Intel AMT has two types of interfaces: network interfaces (Intel AMT Releases 2.5, 2.6, 4.0, and 6.0 and later releases support a wireless, along with a wired, network interface) and a local interface. Network interfaces send and receive traffic via a LAN or wireless network connection. The Intel AMT firmware functionality can be configured only via a network interface so that a local user or application is prevented from changing critical settings. Starting in Release 6.1, local applications can perform most configuration operations.
There are three methods that a network application uses to communicate with Intel AMT:
“Web services for management” is an emerging DMTF standard that uses an object–oriented approach to managing devices across a network. The standard is based on the Common Information Model (CIM) as extended by Intel to support all Intel AMT features. Release 3.0 and later releases support full management using CIM objects and custom AMT objects. With Release 3.2, Intel AMT implements the DASH 1.0 preliminary specification.
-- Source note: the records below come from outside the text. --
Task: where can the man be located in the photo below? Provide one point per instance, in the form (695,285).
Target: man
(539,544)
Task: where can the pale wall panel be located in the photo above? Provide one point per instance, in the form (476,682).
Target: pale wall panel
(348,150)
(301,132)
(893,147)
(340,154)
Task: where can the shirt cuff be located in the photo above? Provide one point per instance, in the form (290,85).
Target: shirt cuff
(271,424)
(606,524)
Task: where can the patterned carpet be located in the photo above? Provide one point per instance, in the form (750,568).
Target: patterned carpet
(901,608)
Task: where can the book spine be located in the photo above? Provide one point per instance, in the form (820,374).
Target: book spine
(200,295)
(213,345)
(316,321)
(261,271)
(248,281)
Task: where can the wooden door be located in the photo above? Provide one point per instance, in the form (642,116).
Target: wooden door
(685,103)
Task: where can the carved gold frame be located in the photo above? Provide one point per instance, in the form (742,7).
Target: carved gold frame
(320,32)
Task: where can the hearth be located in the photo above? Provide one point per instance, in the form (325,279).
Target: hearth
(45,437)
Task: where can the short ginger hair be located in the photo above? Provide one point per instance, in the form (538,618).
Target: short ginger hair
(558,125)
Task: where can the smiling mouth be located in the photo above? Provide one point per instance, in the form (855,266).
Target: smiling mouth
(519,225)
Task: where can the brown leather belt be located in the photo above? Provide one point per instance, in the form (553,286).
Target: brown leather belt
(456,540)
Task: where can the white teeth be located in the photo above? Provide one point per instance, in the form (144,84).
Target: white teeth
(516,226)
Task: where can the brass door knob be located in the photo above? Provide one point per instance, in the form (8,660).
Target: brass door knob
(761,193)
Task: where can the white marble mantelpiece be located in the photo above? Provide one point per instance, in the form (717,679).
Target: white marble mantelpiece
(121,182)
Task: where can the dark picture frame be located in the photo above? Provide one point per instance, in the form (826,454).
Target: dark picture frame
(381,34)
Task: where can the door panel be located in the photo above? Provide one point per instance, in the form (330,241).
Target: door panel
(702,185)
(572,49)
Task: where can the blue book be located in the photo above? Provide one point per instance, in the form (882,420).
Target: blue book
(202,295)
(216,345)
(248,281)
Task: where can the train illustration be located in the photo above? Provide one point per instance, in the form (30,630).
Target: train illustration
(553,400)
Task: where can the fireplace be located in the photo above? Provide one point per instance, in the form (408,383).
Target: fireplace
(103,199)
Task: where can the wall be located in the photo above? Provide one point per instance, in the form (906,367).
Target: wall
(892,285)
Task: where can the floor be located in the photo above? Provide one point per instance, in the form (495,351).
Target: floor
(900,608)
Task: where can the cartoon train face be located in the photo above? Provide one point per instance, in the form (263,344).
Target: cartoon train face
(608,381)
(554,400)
Release 5.1 complies with the DASH 1.0 specification.
Proprietary Redirection Protocol
Using Intel AMT functions, an ISV application can configure the platform to send console text to a remote destination and to receive keystrokes from a remote source. This is referred to as the Serial over LAN capability. The platform can also be configured to read from or write to a remote floppy disk or CD by redirecting the data storage commands. Both of these features use a proprietary protocol. The Redirection Library, included in the SDK, implements this protocol.
The Intel AMT SDK includes extensive sample code that shows the use of the remote interface functionality.